Wizard and Glass (The Dark Tower #4)

"Lose that and you'll lose your head," he'd said.

"Never fear me, my good friend," she'd replied, directing a cringing, servile smile back over her shoulder, all the while thinking: Men! Foolish strutting creatures they were!

Now she went to the foot of her bed, knelt, and passed one hand over the earth floor there. Lines appeared in the sour dirt as she did. They formed a square. She pushed her fingers into one of these lines; it gave before her touch. She lifted the hidden panel (hidden in such a way that no one without the touch would ever be able to uncover it), revealing a compartment perhaps a foot square and two feet deep. Within it was an ironwood box. Curled atop the box was a slim green snake. When she touched its back, its head came up. Its mouth yawned in a silent hiss, displaying four pairs of fangs - two on top, two on the bottom.

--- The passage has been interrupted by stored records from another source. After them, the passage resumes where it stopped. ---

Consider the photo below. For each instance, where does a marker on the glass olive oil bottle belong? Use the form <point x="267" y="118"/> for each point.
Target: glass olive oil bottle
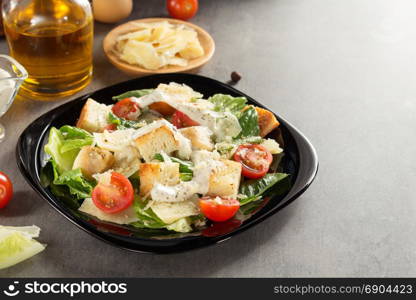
<point x="53" y="40"/>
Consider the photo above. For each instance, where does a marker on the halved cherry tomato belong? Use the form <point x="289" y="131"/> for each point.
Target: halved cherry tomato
<point x="115" y="196"/>
<point x="255" y="160"/>
<point x="6" y="190"/>
<point x="180" y="120"/>
<point x="127" y="109"/>
<point x="182" y="9"/>
<point x="218" y="209"/>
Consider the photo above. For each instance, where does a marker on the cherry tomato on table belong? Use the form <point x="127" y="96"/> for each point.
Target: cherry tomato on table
<point x="6" y="190"/>
<point x="127" y="109"/>
<point x="115" y="196"/>
<point x="218" y="209"/>
<point x="180" y="120"/>
<point x="182" y="9"/>
<point x="255" y="160"/>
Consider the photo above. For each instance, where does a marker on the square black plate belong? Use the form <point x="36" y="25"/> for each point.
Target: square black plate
<point x="300" y="160"/>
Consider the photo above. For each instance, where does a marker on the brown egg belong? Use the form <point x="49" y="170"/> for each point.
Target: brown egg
<point x="111" y="11"/>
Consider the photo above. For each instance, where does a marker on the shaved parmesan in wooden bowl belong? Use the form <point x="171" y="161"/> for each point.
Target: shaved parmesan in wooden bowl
<point x="158" y="45"/>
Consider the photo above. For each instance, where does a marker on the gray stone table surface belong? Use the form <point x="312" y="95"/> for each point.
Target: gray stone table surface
<point x="344" y="72"/>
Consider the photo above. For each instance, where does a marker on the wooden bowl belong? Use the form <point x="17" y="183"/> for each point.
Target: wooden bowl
<point x="109" y="43"/>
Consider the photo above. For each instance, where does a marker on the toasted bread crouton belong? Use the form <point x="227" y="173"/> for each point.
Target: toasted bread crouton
<point x="267" y="121"/>
<point x="225" y="179"/>
<point x="155" y="141"/>
<point x="163" y="173"/>
<point x="162" y="108"/>
<point x="200" y="137"/>
<point x="93" y="116"/>
<point x="92" y="160"/>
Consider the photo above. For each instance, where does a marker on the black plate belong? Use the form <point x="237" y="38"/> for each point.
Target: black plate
<point x="300" y="160"/>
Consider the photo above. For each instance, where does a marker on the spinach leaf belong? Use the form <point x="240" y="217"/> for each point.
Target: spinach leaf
<point x="70" y="186"/>
<point x="227" y="103"/>
<point x="78" y="185"/>
<point x="249" y="122"/>
<point x="255" y="188"/>
<point x="123" y="123"/>
<point x="185" y="167"/>
<point x="147" y="218"/>
<point x="64" y="144"/>
<point x="134" y="93"/>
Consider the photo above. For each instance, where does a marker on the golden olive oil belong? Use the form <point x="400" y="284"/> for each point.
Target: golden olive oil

She took the snake up, crooning to it. As she brought its flat face close to her own, its mouth yawned wider and it's hissing became audible. She opened her own mouth; from between her wrinkled gray lips she poked the yellowish, bad-smelling mat of her tongue. Two drops of poison -  enough to kill an entire dinner-party, if mixed in the punch - fell on it. She swallowed, feeling her mouth and throat and chest bum, as if with strong liquor. For a moment the room swam out of focus, and she could hear voices murmuring in the stenchy air of the hut - the voices of those she called "the unseen friends." Her eyes ran sticky water down the trenches time had drawn in her cheeks. Then she blew out a breath and the room steadied. The voices faded.

She kissed Ermot between his lidless eyes (time o' the Kissing Moon, all right, she thought) and then set him aside. The snake slipped beneath her bed, curled itself in a circle, and watched as she passed her palms over the top of the ironwood box. She could feel the muscles in her upper arms quivering, and that heat in her loins was more pronounced. Years it had been since she had felt the call of her sex, but she felt it now, so she did, and it was not the doing of the Kissing Moon, or not much.

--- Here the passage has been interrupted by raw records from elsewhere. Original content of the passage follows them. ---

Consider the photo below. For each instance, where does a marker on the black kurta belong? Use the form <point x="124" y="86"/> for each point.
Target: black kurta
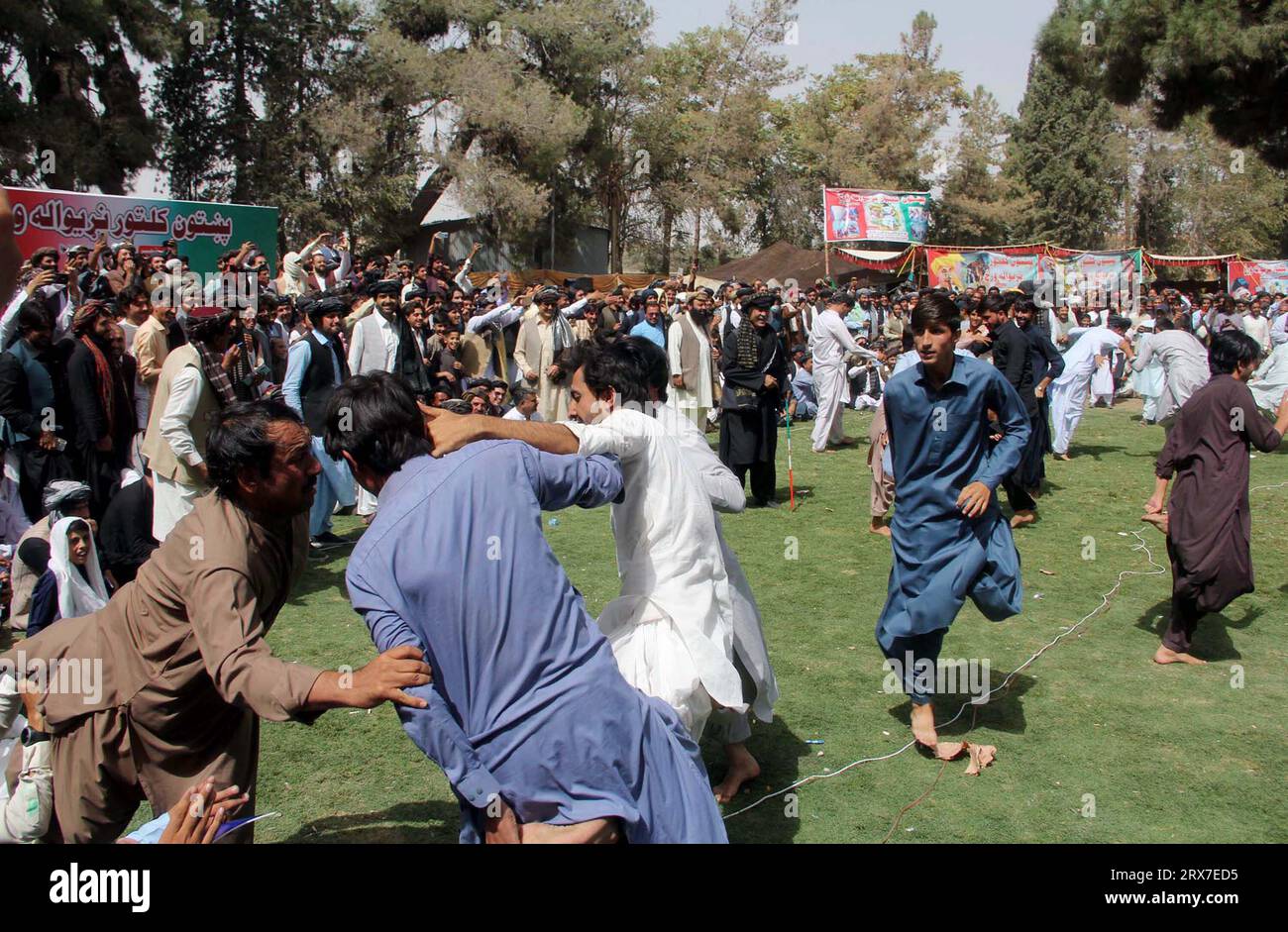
<point x="1210" y="536"/>
<point x="751" y="437"/>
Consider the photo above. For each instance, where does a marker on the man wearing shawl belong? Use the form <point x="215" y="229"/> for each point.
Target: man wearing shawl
<point x="1184" y="363"/>
<point x="193" y="385"/>
<point x="382" y="343"/>
<point x="755" y="372"/>
<point x="178" y="671"/>
<point x="103" y="415"/>
<point x="528" y="714"/>
<point x="35" y="407"/>
<point x="1209" y="522"/>
<point x="948" y="536"/>
<point x="544" y="340"/>
<point x="671" y="626"/>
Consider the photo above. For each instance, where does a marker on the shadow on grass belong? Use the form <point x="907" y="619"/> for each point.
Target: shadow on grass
<point x="322" y="575"/>
<point x="1003" y="712"/>
<point x="780" y="752"/>
<point x="1211" y="639"/>
<point x="433" y="823"/>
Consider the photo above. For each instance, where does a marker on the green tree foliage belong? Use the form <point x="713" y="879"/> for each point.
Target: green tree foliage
<point x="71" y="102"/>
<point x="979" y="204"/>
<point x="1223" y="59"/>
<point x="1063" y="153"/>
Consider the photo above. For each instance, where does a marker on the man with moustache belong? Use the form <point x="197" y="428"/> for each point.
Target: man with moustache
<point x="181" y="669"/>
<point x="688" y="351"/>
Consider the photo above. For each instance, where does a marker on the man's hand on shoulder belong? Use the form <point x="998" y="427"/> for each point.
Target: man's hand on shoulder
<point x="449" y="432"/>
<point x="385" y="678"/>
<point x="381" y="679"/>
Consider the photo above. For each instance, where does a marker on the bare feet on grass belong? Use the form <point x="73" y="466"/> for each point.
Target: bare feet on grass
<point x="1166" y="654"/>
<point x="923" y="725"/>
<point x="742" y="768"/>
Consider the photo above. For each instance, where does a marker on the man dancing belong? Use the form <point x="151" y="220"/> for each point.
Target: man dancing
<point x="185" y="671"/>
<point x="1069" y="391"/>
<point x="1209" y="523"/>
<point x="948" y="535"/>
<point x="670" y="627"/>
<point x="528" y="714"/>
<point x="831" y="344"/>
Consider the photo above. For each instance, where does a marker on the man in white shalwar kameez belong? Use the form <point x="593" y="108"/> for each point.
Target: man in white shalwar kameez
<point x="1069" y="391"/>
<point x="671" y="627"/>
<point x="831" y="344"/>
<point x="542" y="342"/>
<point x="1270" y="381"/>
<point x="690" y="356"/>
<point x="1184" y="364"/>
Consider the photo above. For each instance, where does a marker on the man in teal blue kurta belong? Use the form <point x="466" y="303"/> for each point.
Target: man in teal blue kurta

The box was locked and Jonas had given her no key, but that was nothing to her, who had lived long and studied much and trafficked with creatures that most men, for all their bold talk and strutting ways, would run from as if on fire had they caught even the smallest glimpse of them. She stretched one hand toward the lock, on which was inlaid the shape of an eye and a motto in the High Speech (I see who opens me), and then withdrew it. All at once she could smell what her nose no longer noticed under ordinary circumstances: must and dust and a dirty mattress and the crumbs of food that had been consumed in bed; the mingled stench of ashes and ancient incense; the odor of an old woman with wet eyes and (ordinarily, at least) a dry pu**y. She would not open this box and look at the wonder it contained in here; she would go outside, where the air was clean and the only smells were sage and mesquite.

She would look by the light of the Kissing Moon.

Rhea of Coos Hill pulled the box from its hole with a grunt, rose to her feet with another grunt (this one from her nether regions), tucked the box under her arm, and left the room.

2

The hut was far enough below the brow of the hill to block off the bitterest gusts of the winter wind which blew almost constantly in these highlands from Reaping until the end of Wide Earth. A path led to the hill's highest vantage; beneath the full moon it was a ditch of silver. The old woman toiled up it, puffing, her white hair standing out around her head in dirty clumps, her old dugs swaying from side to side under her black dress. The cat followed in her shadow, still giving off its rusty purr like a stink.

At the top of the hill, the wind lifted her hair away from her ravaged face and brought her the moaning whisper of the thinny which had eaten its way into the far end of Eyebolt Canyon. It was a sound few cared for, she knew, but she herself loved it; to Rhea of the Coos, it sounded like a lullaby. Overhead rode the moon, the shadows on its bright skin sketching the faces of lovers kissing ... if you believed the ordinary fools below, that was. The ordinary fools below saw a different face or set of faces in each full moon, but the hag knew there was only one - the face of the Demon. The face of death.

She herself, however, had never felt more alive.

"Oh, my beauty," she whispered, and touched the lock with her gnarled fingers. A faint glimmer of red light showed between her bunched knuckles, and there was a click. Breathing hard, like a woman who has run a race, she put the box down and opened it.

Rose-colored light, dimmer than that thrown by the Kissing Moon but infinitely more beautiful, spilled out. It touched the ruined face hanging above the box, and for a moment made it the face of a young girl again.

Musty sniffed, head stretched forward, ears laid back, old eyes rimmed with that rose light. Rhea was instantly jealous.